Let’s says for instance that your customer dimension table must be loaded from a load_customer table that contains the whole history.
The business key is the customer number and the load table contains all related information as well (let’s says customer name, tel, address, country, creation date and modification date).
Naturally, we don’t want the process to check if every single customer of the whole history exists before updating the dim data or inserting a new record. It is time for a lookup populated dimension using the post update feature!
First thing to do: another load table… Its source obviously is load_customer and it needs only one column: the customer number. Let’s call this table load_customer_code.
In that example (to make it simple), we build ourselves the lookup table from the source. In many cases, the lookup data will come from somewhere else. It could be a list of customers flagged by the marketing, the list of modified/ created customers since the last load…
Now, when creating the dimension, all related customer information will come from load_customer but cust numbers will be loaded from the second table. When building the procedure, WhereScape RED will detect multiple sources and proposes to populate the dimension via a join or a lookup. We select “lookup”; the primary table obviously is load_customer_code because it contains all customer identifiers we want to process.
The business key definition box appears, select the customer number as key. Let’s Tick “Not Exists Select” checkbox, we just ensured in a single click that Red will only deal with new customers in the cursor processing part of the procedure. For that a “Not exists” statement (Oracle: Minus) is added in the cursor definition. It should be as follows:
DECLARE c_Load CURSOR LOCAL FAST_FORWARD READ_ONLY FOR SELECT code code FROM load_customer_code WHERE NOT EXISTS ( SELECT 1 FROM dim_customer WHERE ( load_customer_code.code = dim_customer.code OR ( load_customer_code.code IS NULL AND dim_customer.code IS NULL )) )

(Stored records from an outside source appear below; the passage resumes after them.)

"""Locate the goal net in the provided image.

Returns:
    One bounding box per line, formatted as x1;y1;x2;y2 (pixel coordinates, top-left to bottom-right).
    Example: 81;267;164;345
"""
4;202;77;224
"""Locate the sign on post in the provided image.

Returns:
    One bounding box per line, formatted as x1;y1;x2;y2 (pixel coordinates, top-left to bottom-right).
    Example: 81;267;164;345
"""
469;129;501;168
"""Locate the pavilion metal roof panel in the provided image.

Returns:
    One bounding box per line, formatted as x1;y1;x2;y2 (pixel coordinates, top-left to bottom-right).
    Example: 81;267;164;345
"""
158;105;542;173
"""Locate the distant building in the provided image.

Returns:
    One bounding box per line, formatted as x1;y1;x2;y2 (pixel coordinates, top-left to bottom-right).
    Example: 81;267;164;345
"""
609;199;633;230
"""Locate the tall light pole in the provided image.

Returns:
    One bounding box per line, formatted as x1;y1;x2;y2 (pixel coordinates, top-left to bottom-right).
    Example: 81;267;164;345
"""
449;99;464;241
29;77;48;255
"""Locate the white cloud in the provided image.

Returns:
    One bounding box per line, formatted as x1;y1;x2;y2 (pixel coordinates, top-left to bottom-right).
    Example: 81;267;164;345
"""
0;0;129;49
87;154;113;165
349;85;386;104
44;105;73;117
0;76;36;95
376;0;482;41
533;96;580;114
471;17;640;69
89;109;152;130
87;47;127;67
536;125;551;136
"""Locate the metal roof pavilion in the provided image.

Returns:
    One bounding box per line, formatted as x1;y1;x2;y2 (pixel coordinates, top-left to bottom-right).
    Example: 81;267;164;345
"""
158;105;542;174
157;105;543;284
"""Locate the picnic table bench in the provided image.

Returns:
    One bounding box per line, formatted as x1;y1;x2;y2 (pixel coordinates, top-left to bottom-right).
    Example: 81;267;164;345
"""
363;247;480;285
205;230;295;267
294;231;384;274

Last step, the lookup definition box appears. Let’s tick “post update” then define the join between the dim table and the source table (in our example, dim_customer and load_customer). The procedure is ready to boost!

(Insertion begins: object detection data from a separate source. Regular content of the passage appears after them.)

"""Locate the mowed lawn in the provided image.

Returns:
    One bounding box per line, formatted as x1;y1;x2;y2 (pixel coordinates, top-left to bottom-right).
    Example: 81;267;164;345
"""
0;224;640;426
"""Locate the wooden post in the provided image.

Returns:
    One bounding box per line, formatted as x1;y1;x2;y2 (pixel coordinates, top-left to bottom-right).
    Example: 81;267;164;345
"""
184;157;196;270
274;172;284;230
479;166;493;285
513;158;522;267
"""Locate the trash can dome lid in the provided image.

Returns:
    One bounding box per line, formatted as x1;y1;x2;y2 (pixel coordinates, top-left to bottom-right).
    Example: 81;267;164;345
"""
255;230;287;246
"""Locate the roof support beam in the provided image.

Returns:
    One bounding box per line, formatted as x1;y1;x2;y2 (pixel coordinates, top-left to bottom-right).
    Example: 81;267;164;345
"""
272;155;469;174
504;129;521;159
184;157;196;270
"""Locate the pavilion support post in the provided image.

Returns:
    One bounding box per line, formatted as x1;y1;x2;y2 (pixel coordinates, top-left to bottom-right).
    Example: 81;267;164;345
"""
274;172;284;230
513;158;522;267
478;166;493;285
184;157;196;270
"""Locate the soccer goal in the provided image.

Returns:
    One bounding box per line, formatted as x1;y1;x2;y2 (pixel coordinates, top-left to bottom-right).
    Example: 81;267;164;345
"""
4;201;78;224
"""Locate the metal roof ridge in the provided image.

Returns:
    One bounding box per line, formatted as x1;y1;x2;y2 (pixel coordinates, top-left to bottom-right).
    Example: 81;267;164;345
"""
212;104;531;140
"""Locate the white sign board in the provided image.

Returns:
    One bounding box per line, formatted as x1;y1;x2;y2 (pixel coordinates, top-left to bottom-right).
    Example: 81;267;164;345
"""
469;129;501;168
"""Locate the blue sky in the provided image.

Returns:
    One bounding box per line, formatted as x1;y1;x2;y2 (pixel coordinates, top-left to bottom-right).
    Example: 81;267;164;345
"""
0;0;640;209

When loading the table, what happens behind the scenes is:
1) Not exists option: the cursor defined will create all new records very quickly (as it contains only new customer codes).
2) Post update: In that example, the cursor creates blank records with only the business key column populated. At the end of the procedure, a global update (As it would be for a “set” mode) occurs. It updates existing records on one hand and populates related information for new data on the other.
Everything is built and ready, fast…
To go even further, if we can pre-extract in the load_table all modified / new customer information as source of the dimension, it will go faster as the post update will only deal with modified / new customers. Besides, the functionality will obviously allow more complex lookups with other tables containing additional customer related information for instance.
To conclude, combining the “not exist” option with the post update lookup will allow to minimize the cursor processing and then gain in performance. To finish with something that could be important: even if the cursor deals with records to be “created only” in theory, it will always try to update first the table before inserting. That is because the source could contain doubles for instance. This is something that advanced WhereScape RED developers may want to tune but at the cost of a custom modified procedure…